Ein spannender Ansatzpunkt ist die Customer Experience. Denn was es braucht, um im harten Wettbewerb zu bestehen, ist ein positives Kundenerlebnis, das die User immer wieder in den Shop lockt. Einfacher gesagt, als getan. Mangelnde Benutzerfreundlichkeit und unpassende Angebote schrecken immer noch viele Käufer ab. Das wiederum entmutigt die Händler, ihre Ware im Shop anzubieten. Ein Teufelskreis.
Ein Weg daraus führt über eine erste Analyse der momentanen Schwachstellen. Nur wer diese kennt, kann gezielt optimieren. Aus dem Grund hat Namics eine Studie durchgeführt, die die Herausforderungen der Online-Lebensmittelhändler aus Deutschland und der Schweiz hinsichtlich Customer Experience und Usability identifiziert.

Hintergründe: Über die Studie
Die von Namics durchgeführte Untersuchung betrachtet das Kundenerlebnis entlang des kompletten Shopping-Erlebnisses: vom ersten Eindruck über die Produktauswahl und Suche sowie den Check-out bis hin zur Lieferung. Für die Analyse arbeiteten die E-Business-Experten nach der Nielsen-Regel mit fünf Probanden pro Shop. Danach können anhand mehrerer kleiner Tests mit nur drei bis fünf Probanden bis zu 85 Prozent aller Usability-Probleme aufgedeckt werden. Die Testkäufe mit den Probanden erfolgten anhand eines Remote-Usability-Tests jeweils auf dem Desktop sowie auf einem mobilen Endgerät.
Um authentische Ergebnisse zu erzielen, haben die Probanden ihre Einkaufsliste selbst zusammengestellt. Es gab nur wenige Vorgaben – zum Beispiel mussten sie Obst, Gemüse und Tiefkühlprodukte bestellen. Untersucht wurden Shops aus Deutschland und der Schweiz. Darunter Amazon Fresh, Kaufland, Mytime und REWE in Deutschland sowie Coop und Migros in der Schweiz.

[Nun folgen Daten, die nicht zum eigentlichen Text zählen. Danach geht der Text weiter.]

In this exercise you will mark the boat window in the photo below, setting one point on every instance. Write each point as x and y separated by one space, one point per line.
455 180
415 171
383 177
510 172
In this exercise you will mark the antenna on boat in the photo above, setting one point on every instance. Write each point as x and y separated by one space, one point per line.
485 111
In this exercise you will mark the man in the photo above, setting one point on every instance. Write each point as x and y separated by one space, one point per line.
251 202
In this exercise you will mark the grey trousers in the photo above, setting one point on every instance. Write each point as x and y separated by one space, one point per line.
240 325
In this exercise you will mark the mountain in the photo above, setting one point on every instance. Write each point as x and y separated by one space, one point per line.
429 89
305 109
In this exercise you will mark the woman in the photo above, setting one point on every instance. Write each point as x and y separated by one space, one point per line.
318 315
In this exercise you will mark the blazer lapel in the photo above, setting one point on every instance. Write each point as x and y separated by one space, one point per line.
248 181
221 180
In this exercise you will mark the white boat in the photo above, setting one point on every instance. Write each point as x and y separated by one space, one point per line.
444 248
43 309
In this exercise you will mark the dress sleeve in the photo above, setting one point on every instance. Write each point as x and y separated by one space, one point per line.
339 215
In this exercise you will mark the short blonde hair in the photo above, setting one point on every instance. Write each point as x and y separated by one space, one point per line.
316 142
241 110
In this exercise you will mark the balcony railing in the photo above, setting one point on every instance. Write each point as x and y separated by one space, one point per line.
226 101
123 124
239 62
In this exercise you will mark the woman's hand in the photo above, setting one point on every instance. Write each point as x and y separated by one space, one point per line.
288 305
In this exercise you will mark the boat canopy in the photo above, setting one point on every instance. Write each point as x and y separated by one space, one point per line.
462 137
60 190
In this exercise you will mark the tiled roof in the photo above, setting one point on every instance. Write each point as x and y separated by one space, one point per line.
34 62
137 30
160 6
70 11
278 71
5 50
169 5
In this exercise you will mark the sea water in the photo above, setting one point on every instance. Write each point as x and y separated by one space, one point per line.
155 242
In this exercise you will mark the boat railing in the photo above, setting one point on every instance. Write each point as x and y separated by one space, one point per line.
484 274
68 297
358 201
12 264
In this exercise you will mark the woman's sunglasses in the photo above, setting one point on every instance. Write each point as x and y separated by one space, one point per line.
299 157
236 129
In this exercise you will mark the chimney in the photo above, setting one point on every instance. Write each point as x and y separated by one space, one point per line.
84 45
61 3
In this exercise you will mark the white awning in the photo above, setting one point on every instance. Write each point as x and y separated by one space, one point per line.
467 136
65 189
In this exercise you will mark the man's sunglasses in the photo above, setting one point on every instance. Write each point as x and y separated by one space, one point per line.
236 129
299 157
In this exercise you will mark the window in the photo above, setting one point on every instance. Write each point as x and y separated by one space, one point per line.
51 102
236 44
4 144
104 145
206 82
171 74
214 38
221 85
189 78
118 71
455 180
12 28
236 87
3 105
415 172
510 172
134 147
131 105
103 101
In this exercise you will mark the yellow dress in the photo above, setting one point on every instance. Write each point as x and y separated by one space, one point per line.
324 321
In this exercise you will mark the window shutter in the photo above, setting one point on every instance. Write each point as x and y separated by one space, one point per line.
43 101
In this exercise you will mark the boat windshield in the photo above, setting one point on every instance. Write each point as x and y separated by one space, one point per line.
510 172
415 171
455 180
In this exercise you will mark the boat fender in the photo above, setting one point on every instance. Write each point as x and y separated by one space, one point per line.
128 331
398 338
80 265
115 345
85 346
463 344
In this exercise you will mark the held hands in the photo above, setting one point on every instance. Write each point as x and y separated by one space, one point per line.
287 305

Erster Eindruck – erste Schwachstellen
Der erste Blick in den Shop soll einen bleibenden Eindruck hinterlassen – im besten Fall einen positiven. Darum sollten Anbieter hier bereits punkten. Erreicht wird das zum Beispiel durch eine besondere Form der Begrüßung – Stichwort: Personalisierung – aber vor allem durch eine optimale Userführung.
Startschwierigkeiten überwinden:
Bei circa der Hälfte der getesteten Shops können die Probanden nicht zügig mit ihrem Einkauf starten. In einem der getesteten Shops erfahren Benutzer erst nach einigem Suchaufwand, welche Produkte sie wie einkaufen können, da weder die Navigation noch Produktkategorien auf den ersten Blick sichtbar sind.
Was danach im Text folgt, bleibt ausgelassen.